Menurut Dominikus, LAHP menemukan adanya maladministrasi dalam penerbitan sertifikat hak milik (SHM) dan sertifikat hak guna bangunan (SHGB) milik PT Bumi Pari Asri. Penyerahan akan dilakukan kepada Kementerian Agraria dan Tata Ruang/Badan Pertanahan Nasional (ATR/BPN) serta Pemerintah Provinsi DKI Jakarta.
Baca : Sengketa Pulau Pari, Sandiaga Uno Penuhi Panggilan Ombudsman
“Mengapa pemerintah provinsi kami anggap penting dan strategis, karena wilayah Pulau pari bagian dari Kepulauan Seribu yang menjadi otoritas wilayah Pemerintah Provinsi DKI Jakarta, dan ada hal-hal yang bisa dilakukan oleh Pemprov DKI Jakarta terkait dengan perlindungan warga kita yang ada di Pulau Pari,” tutur Dominikus.
Dalam proses penerimaan LHAP, Kementerian ATR/BPN diwakili Sekretaris Inspektorat Jenderal Kementerian ATR/BPN Made Ngurah Pariatna dan Pemprov DKI Jakarta diwakili Wakil Gubernur Sandiaga Uno.

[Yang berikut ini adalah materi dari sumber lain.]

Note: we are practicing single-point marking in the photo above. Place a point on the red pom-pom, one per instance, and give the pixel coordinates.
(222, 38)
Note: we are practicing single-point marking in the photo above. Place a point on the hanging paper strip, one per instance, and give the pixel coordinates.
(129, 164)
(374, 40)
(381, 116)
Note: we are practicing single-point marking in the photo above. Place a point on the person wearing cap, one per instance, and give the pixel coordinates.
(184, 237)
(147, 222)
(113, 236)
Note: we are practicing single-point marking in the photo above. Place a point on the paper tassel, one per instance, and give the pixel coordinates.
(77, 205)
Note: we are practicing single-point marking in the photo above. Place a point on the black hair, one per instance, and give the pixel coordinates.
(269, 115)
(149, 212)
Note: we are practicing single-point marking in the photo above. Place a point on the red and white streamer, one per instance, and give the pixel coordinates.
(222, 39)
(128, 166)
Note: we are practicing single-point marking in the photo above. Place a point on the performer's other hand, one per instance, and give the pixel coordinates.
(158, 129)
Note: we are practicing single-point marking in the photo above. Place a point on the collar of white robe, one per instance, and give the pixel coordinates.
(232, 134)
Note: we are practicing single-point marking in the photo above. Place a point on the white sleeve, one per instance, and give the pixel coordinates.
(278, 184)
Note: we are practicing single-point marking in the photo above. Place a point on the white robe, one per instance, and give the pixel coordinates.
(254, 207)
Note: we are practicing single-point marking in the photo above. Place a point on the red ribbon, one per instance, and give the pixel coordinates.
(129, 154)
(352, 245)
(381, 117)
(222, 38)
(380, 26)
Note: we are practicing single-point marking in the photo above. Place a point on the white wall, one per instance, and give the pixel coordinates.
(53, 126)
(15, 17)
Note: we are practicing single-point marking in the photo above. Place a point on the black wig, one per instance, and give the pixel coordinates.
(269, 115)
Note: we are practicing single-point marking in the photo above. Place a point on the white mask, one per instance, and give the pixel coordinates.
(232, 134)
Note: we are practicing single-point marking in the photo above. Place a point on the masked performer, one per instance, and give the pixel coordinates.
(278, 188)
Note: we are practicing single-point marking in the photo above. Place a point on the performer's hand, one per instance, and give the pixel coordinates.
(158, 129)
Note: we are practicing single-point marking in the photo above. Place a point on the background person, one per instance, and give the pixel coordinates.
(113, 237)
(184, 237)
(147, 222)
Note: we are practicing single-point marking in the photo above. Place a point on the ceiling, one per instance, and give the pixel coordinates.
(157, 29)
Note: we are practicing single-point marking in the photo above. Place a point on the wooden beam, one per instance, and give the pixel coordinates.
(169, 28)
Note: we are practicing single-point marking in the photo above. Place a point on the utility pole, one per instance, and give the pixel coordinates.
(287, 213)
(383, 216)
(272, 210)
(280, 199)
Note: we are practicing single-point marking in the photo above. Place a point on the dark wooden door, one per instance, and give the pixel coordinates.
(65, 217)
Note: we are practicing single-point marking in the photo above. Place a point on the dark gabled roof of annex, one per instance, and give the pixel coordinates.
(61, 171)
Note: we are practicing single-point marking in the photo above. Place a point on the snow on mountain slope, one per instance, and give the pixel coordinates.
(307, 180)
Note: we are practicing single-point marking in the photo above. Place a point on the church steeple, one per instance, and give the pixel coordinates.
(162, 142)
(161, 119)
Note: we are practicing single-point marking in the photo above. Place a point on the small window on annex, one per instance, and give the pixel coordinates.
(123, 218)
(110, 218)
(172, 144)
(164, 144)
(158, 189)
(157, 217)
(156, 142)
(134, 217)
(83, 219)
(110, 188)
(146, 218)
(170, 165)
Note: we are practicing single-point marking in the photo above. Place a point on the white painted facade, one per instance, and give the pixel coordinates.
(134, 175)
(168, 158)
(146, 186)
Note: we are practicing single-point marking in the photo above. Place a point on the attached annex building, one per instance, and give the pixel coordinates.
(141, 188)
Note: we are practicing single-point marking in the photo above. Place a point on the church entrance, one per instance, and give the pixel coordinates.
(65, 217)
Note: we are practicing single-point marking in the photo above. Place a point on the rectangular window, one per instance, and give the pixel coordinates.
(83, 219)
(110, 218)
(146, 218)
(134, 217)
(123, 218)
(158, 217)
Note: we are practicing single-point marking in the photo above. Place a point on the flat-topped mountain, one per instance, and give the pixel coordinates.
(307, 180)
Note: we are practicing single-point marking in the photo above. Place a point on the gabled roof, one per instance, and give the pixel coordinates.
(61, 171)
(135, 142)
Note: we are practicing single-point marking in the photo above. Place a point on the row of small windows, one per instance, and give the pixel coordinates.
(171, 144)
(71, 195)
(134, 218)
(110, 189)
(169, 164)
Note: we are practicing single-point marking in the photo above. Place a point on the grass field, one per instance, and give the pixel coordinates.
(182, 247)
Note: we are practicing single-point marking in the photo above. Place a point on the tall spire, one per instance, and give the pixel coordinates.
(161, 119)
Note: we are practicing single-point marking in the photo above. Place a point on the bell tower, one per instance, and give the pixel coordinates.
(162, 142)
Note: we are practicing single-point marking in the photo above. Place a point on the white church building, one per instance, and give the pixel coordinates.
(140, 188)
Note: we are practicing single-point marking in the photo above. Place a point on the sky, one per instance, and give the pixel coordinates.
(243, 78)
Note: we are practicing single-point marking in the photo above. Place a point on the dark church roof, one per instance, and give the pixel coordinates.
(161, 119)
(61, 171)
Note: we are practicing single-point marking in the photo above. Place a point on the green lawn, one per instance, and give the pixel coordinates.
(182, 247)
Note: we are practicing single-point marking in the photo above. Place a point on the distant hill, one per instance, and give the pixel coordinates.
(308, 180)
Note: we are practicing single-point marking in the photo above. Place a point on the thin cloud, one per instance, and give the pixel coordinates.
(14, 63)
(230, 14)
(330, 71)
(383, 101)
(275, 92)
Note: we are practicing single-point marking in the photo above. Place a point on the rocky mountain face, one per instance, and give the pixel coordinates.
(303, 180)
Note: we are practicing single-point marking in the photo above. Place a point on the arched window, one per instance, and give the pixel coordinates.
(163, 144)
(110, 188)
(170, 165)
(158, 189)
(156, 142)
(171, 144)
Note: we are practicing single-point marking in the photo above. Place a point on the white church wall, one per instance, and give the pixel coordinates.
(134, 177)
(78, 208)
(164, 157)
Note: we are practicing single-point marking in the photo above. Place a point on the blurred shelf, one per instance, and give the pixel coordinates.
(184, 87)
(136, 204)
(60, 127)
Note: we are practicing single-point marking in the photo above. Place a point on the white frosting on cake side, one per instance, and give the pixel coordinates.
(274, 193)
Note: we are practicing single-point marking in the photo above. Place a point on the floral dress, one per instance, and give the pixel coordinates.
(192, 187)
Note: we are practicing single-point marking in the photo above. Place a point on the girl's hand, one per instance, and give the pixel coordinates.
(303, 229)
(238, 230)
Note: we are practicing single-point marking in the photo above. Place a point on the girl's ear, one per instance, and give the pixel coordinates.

Mereka juga menandatangani bukti terima LAHP.
Sengketa ini berawal pada 2014 ketika perwakilan PT Bumi Pari Asri mendatangi warga Pulau Pari dan mengakui tempat tinggal mereka sebagai lahan miliknya. Bumi Pari Asri mengklaim memiliki sertifikat hak milik. Warga menduga PT Bumi Pari Asri hanya ingin mencaplok pariwisata yang telah berkembang di Pulau Pari.
Berdasarkan catatan Kecamatan Kepulauan Seribu Selatan, PT Bumi Pari Asri memiliki lahan seluas 40,6 hektare, yang terdiri atas hak guna bangunan dengan 14 sertifikat, hak milik atas nama pribadi 61 sertifikat, dan akta jual-beli 62 peta bidang yang ditandatangani camat.
Luas Pulau Pari 41,32 hektare. Terkait dengan sengketa pulau itu, berdasarkan Peraturan Daerah DKI Jakarta Nomor 6 Tahun 1999 tentang Rencana Tata Ruang Wilayah, 40 persen lahan Pulau Pari digunakan sebagai permukiman, 50 persen untuk perekonomian, dan 10 persen untuk pengembangan Lembaga Ilmu Pengetahuan Indonesia.
Simak: Tumpahan Minyak di Pulau Pari, Lurah: Kejadian Setiap Tahun
Made Ngurah Pariatna menyampaikan akan melakukan audit terkait dengan proses penerbitan SHM dan SHGB di Pulau Pari. Prosesnya selama 30 hari sesuai dengan rekomendasi Ombudsman.
“Jadi tentunya nanti yang akan kami lihat apa yang keliru dari persyaratan tersebut yang dilakukan oleh temen-temen BPN Jakarta Utara dan sebagian tentunya siapa yang bertanggung jawab terhadap proses tersebut” kata Pariatna.
Untuk SHM akan diperiksa kronologi penerbitan proses pengukuran pemeriksaan tanah serta dokumen yang dijadikan dasar penerbitan sertifikat di Pulau Pari. Kemudian SHGB milik PT Bumi Pari Asri akan dikoordinasikan dengan Pemprov DKI. “Harus ada rekomendasi dari bupati pada saat itu yang menjadi dasar terbitnya HGB terkait Pulau Pari. Jadi persis kalau kita lihat itu mulai dari 2014 dan rekomendasi SIPPT (surat izin penunjukan penggunaan tanah),” ujar Pariatna.